Dr. Stuckey treated the scars on Rita’s face and arms with plastic surgery. He testified, in substance: There were three lacerations on her face and many lacerations (about 15) on her arm; the scars on her face were on the cheek and near one eye; there will always be visible scars on her face, and they will need revision later; the scars on the face run vertically which means they are harder to erase or conceal. There were" so many scars on the arm he did not attempt to count them; Rita is very self-conscious of the scars, she is nervous, has headaches, and is on edge all the time; she has been taking a bottle of aspirins a day for sometime.

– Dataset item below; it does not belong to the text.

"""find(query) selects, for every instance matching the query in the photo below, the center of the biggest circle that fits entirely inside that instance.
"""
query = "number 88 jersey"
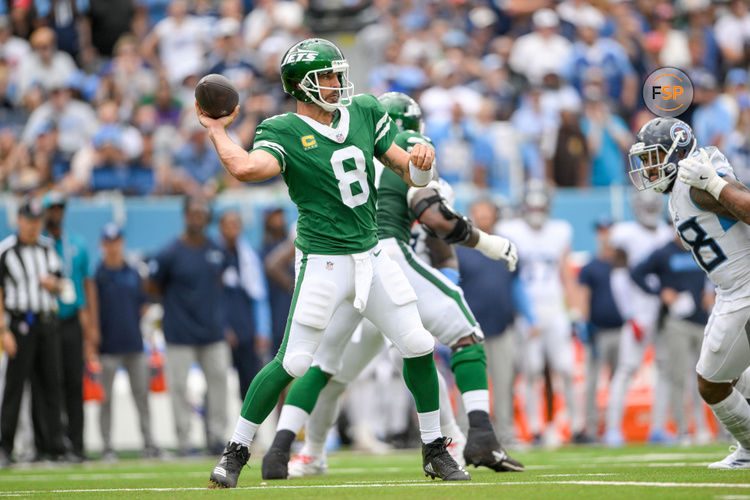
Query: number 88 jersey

Again applying the rule previously set forth above we are unwilling to say the verdict of $25,000 is not supported by substantial evidence.

The decisions we have reached above are, of course, accompanied by some degree of doubt and uncertainty. We cannot know for a certainty that the pains, nervousness and embarrassment revealed by the testimony are real or fanciful, or whether they will shortly diminish or continue to increase as the years go by, but we do know the jurors were in a better position than we are to judge these matters.

Therefore, since the record contains substantial evidence to sustain the verdicts we are unwilling to say they are excessive.